Choose this option if:
You’re not eligible to rent a car in the UK. For example I can drive on my US license in Europe but not in the UK because I’ve lived here for 12 months or more. You’ll be able to drive on your US driving license in the UK (as long as you haven’t been in residence for over 12 months) and Europe.
Road Trip Resources
Eurotunnel “Le Shuttle” crosses from Folkestone England to Calais, France. It’s the fastest way to cross the English Channel with 4 departures every hour and a 35 minute transit time. You drive to the Eurotunnel port (make sure to look for the non-commercial vehicle entrance) then wait until you’re directed to drive onto the train bed. You stay in your car during the crossing.
Europcar was the one rental company I found that allowed us to rent a car in England to drive to Europe. The whole process was fairly straightforward and I didn’t encounter any problems. Of course you may find other deals. If you’re a Costco member for example, they’ve got some great car rental deals in France.
You’ll need a UK or US driving license to hire a car in England or Europe. If you’re driving on your US license, expect to show your return ticket to the US. Be sure to carefully check all details when booking such as insurance coverage and additional driver if needed. The rate I got from Europcar in England was inclusive, but when I checked rates in France; insurance, GPS and other perks are all a la carte.
If you’re traveling to England from the US
Most US to UK flights will fly into one of London’s major airports; Heathrow or Gatwick. Heathrow is more accessible to central London. Gatwick is south of greater London and may be a better choice if you don’t plan to spend time in the city.
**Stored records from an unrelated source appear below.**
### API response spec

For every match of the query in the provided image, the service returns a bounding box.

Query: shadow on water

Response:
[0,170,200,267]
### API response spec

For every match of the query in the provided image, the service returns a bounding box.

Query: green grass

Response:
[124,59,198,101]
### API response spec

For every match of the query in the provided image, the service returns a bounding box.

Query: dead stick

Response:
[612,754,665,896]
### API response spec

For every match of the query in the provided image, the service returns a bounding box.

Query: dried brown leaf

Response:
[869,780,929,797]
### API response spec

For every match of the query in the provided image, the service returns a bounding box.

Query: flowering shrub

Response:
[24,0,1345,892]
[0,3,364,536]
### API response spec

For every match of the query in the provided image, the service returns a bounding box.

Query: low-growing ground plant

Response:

Your US city of departure will determine which airport you fly into but it’s worth checking to see if you’re able to choose.
Before you leave the US, book a hotel in London. Once you land, travel into London using my recommendations. Or if you’d preferred to be picked up at the airport, ask your hotel to book a taxi. Expect to pay about £80 ($115.) one way into central London.
Once you’re ready to start your road trip, travel back to the airport or nearest car rental agency location to pick up your car.
Not visiting London?
I recommend staying at least a night once you arrive in London before setting off on your road trip. This will also make it easier to coordinate your arrival to your ferry. England is 5 hours ahead of the east coast. If you’re traveling from the US east coast, you may not feel too jet lagged, but from the west coast it’s a haul. I’ve found it’s a good idea to catch up on sleep to recover from jet lag before taking the next leg of your journey.
You can book a room in an airport hotel then once you’re ready, pick up your rental car in the airport or take a train to your nearest car rental agency.
You’re ready to board the ferry or Eurotunnel and start your fabulous England to France road trip. Bon voyage!